[Roderick Hudson by Henry James]@TWC D-Link bookRoderick Hudson CHAPTER V 29/81
A fellow of more vanity might, on the evidence, persuade himself that he was in favor." "He would have also," said Rowland, laughing, "to be a fellow of remarkable ingenuity!" He asked himself privately how the deuce Roderick reconciled it to his conscience to think so much more of the girl he was not engaged to than of the girl he was.
But it amounted almost to arrogance, you may say, in poor Rowland to pretend to know how often Roderick thought of Miss Garland.

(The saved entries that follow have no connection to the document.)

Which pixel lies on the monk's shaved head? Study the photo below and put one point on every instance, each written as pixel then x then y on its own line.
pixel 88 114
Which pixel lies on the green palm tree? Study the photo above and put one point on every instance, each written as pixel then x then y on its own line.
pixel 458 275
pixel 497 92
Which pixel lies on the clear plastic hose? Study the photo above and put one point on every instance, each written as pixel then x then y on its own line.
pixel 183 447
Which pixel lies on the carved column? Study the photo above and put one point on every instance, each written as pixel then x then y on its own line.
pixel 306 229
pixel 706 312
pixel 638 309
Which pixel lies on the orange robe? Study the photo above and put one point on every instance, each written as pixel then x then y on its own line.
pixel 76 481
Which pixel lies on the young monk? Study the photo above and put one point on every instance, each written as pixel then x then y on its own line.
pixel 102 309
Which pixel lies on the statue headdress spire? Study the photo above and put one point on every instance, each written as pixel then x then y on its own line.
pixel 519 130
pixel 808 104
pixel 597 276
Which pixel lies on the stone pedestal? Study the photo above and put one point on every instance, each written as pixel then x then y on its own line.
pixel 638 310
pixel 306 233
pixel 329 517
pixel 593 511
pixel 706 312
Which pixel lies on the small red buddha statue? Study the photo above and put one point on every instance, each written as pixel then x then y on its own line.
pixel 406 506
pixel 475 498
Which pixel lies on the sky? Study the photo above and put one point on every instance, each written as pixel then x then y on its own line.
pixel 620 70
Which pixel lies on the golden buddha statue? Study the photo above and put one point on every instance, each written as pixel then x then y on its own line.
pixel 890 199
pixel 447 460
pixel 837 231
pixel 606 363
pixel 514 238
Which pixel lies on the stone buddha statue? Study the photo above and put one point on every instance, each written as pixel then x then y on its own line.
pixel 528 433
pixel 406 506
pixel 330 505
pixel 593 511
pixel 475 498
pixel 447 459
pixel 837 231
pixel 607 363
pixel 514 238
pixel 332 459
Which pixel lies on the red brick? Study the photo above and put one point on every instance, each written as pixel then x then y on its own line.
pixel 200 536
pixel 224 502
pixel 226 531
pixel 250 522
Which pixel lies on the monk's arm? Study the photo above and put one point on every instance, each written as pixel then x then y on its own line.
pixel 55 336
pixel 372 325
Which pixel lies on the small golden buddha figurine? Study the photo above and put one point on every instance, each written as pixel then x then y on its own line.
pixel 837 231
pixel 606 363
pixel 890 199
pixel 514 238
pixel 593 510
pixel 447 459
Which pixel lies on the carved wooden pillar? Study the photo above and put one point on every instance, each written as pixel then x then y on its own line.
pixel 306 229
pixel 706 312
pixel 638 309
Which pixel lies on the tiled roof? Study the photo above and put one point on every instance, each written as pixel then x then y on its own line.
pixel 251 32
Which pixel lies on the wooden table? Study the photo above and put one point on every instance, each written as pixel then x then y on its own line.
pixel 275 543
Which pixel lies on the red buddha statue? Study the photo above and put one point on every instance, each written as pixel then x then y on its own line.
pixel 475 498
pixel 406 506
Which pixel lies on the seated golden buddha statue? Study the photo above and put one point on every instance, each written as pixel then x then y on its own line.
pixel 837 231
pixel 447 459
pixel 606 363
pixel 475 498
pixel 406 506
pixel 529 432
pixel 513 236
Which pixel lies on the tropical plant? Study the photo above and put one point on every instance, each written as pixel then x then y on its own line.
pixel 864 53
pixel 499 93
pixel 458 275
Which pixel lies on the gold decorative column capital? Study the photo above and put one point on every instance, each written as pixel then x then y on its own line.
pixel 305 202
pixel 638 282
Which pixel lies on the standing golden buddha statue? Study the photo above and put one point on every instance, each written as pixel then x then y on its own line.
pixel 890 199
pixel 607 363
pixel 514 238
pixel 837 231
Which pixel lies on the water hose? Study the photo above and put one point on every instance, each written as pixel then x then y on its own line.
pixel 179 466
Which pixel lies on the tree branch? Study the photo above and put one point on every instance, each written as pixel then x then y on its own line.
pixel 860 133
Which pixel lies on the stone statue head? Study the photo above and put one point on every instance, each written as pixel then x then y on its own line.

He wondered gloomily, at any rate, whether for men of his companion's large, easy power, there was not a larger moral law than for narrow mediocrities like himself, who, yielding Nature a meagre interest on her investment (such as it was), had no reason to expect from her this affectionate laxity as to their accounts.
Was it not a part of the eternal fitness of things that Roderick, while rhapsodizing about Miss Light, should have it at his command to look at you with eyes of the most guileless and unclouded blue, and to shake off your musty imputations by a toss of his picturesque brown locks? Or had he, in fact, no conscience to speak of? Happy fellow, either way! Our friend Gloriani came, among others, to congratulate Roderick on his model and what he had made of her.
"Devilish pretty, through and through!" he said as he looked at the bust.